By Jordan Cohen
The executive director of a nonprofit housing organization that owes $187,000 in back taxes says he is working on a plan that will avert foreclosures and eviction of occupants of its homes.
“We’re not trying to walk away from anything,” said Anthony Iannucci, executive director of Sunshine Inc., the nonprofit created to provide affordable housing for lower- and moderate- income families.
Iannucci found himself on the firing line of Warren City Council Health and Welfare Committee Tuesday because of Sunshine’s delinquent property taxes and the threat by Trumbull County Treasurer Sam Lamancusa to foreclose on 87 homes. Foreclosures would lead to evictions of the occupants even though they are making their rent or mortgage payments.
Some of those residents attended the meeting.
“I’m telling the treasurer, ‘Let’s work together on a tax-payment plan,’ and he’s indicated he would be willing,” Iannucci told the committee. After the meeting, he told The Vindicator he hoped to present a plan to the treasurer within 30 days.
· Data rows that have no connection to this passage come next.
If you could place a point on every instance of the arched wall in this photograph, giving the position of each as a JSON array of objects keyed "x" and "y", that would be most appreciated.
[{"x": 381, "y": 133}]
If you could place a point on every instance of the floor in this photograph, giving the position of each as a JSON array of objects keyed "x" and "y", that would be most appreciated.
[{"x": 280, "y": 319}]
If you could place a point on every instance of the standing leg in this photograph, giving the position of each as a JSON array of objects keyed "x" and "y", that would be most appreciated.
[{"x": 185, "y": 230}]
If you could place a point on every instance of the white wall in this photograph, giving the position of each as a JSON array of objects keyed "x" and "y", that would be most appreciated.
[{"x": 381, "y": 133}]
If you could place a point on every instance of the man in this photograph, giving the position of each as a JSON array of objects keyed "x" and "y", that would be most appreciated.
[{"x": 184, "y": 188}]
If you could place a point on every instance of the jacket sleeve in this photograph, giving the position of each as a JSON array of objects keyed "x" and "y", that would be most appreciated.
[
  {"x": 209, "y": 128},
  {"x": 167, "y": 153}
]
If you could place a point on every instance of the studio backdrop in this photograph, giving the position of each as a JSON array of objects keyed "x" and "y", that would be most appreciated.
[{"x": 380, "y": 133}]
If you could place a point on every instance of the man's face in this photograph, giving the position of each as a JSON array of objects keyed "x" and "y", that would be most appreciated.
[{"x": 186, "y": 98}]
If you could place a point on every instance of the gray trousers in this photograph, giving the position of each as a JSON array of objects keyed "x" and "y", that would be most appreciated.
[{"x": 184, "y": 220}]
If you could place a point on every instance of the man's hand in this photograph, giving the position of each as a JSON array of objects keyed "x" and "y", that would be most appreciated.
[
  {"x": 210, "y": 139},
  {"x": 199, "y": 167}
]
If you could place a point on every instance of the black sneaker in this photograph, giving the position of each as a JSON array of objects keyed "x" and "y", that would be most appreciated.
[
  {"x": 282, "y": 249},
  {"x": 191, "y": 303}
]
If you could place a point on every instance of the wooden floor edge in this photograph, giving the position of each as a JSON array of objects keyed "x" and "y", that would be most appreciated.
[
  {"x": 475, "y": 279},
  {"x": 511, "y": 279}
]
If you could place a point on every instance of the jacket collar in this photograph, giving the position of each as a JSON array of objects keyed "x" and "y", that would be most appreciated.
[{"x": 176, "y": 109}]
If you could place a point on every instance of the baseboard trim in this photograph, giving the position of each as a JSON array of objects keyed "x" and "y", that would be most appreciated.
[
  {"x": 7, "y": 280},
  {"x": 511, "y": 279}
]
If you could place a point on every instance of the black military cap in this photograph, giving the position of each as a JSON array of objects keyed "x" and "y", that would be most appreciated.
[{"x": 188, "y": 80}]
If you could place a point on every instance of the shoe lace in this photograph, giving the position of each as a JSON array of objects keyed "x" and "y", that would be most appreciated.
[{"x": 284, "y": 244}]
He estimated it could take as many as five years for the nonprofit to pay its back taxes.
Iannucci said Sunshine’s top priorities for its working capital are mortgage payments, insurance and maintenance. “There wasn’t sufficient cash flow to keep up with taxes,” he told the committee.
He said some of Sunshine’s homes have been ruined by vandalism and cannot be sold. “There are 20 homes stripped of plumbing and wiring … and those houses have to come down,” he said.
He said Sunshine’s debt became unmanageable long before he became its executive director because of its “haste to acquire properties that should not have been purchased.” He said he hopes to cut some of those costs by working out a plan with Huntington Bank to make one monthly “blanket payment” for 61 mortgages, which would reduce a monthly payment of $7,000.
“We are seeing an improvement in cash flow, and all our rental properties are rented,” Iannucci said.
However, council members are equally angry over Sunshine’s refusal to provide transparency about its finances and decisions. Iannucci has emphasized that Sunshine, as a nonprofit, is not required to disclose its finances, which he compares to JobsOhio, the controversial economic-development group created by Gov. John Kasich which also has rebuffed efforts at disclosures.
Councilman Al Novak said council’s inability to get that information has led four of its members to sign a request for a state audit of Sunshine.
Councilwoman Helen Rucker said council should consider giving some projects to another community development group, and Councilman Vincent Flask said council should not continue to fund Sunshine.
Iannucci later said council should take their questions to the community- development director.